His ‘attendance in the House for four or five nights in the week’ became ‘more and more unpleasant and fatiguing’ (15 June) and a sharp attack of jaundice laid him low and forced him to ‘give up the House of Commons for the rest of the session’, 4 July 1804.4
Baillie was listed under ‘Pitt’ in the ministerial analysis of September 1804, as he was again in July 1805, after voting against the censure of Melville, 8 Apr. He voted for the Grenville ministry’s repeal of the Additional Force Act, 30 Apr. 1806, but did not rally to them when they came to grief on the Catholic question in 1807. They did not consider him to be ‘adverse’ to the abolition of the slave trade and he was not among those who made a last stand against the measure in March 1807.

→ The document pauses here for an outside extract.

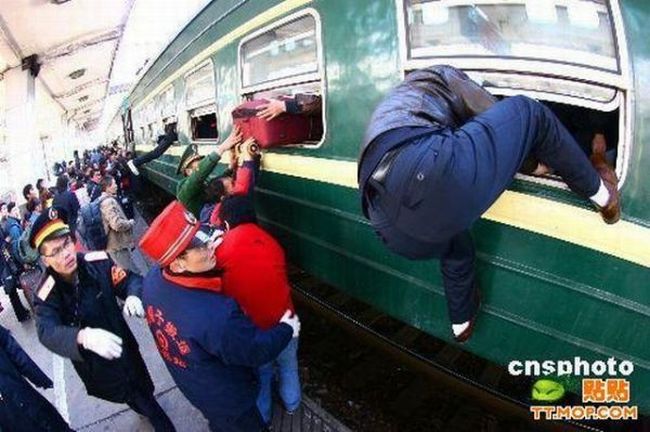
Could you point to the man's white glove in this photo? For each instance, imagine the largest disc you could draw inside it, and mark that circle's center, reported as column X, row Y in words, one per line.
column 101, row 342
column 133, row 307
column 293, row 321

Baillie’s only known vote against the Portland ministry was on the Duke of York scandal, 15 Mar. 1809. Soon afterwards he fell ill, but he had recovered by July, when he went to Dochfour. He had recently failed in an attempt to procure a collectorship of customs for a supporter at Bristol. He had had little expectation of success, but was ‘hurt’ that the individual concerned and members of the Independent and Constitutional Club, formed after his election in 1802, ‘should be disappointed’ and accordingly instructed his son (to whom he wrote regularly with advice on the management of the family business) to tell Robert Claxton, chairman of the Club, that
I feel the circumstance of our disappointment, and if he and the Club approves of it, I shall for the present decline asking the ministry for any other appointment, or if they should require it, I shall with much pleasure apply for the Chiltern Hundreds.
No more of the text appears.